In this video, Bishop Ward asks us to embrace the children of our churches in our worship services. How is your church living like Susanna Wesley lived?
“I give thanks to God for a day well-spent.” This is a beautiful prayer of Susanna Wesley, the mother of Methodism.
Today, with 45 United Methodists from the North Carolina Annual Conference, I am at Epworth, at the rectory, where Susanna lived with her husband, Samuel, and their children for almost four decades.
He was the parish priest, often away, and we know the stories of how she taught her children. She was a learned person herself, having learned to read the Bible in their original languages from her father, who was a Puritan divine.
Today, as we are at the rectory, we remember the importance of embracing children with a faith from the very earliest days. We are visiting Saint Andrews Anglican Church, where the Wesley children were baptized and we are having a service of baptismal renewal at the same font where the infant John Wesley and his brother, Charles Wesley, were baptized.
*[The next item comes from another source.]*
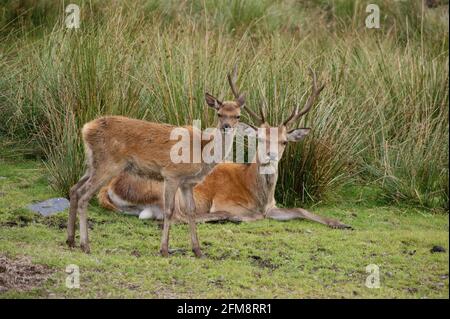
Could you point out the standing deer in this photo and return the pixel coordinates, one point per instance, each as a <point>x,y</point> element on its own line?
<point>116,144</point>
<point>235,192</point>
As we think together about children in the life of the church, we give thanks for the power of the worshiping community. In clergy gatherings in January and February, we talked together about the best possible ways to nurture children in the life of faith.
It has been shown through research that congregations, that traditions that include children in worship from the beginning to the end of the worship hour are those who keep their children. It is in these traditions that children and youth grow up to take their adult place in the church. There is power in the entire family worshiping together.
A task force has been gathered to think about children in worship and to plan opportunities across the districts for us to engage in conversation and planning and dreaming together. A good text for us to use in all of our congregations is the book “Children in the Worshiping Community” by David Ng and Virginia Thomas.
I welcome your thoughts, your experiences, your ideas as together we live as Susanna lived long ago, embracing children with the love of God so that they may feel the grace of God and never know themselves apart from it.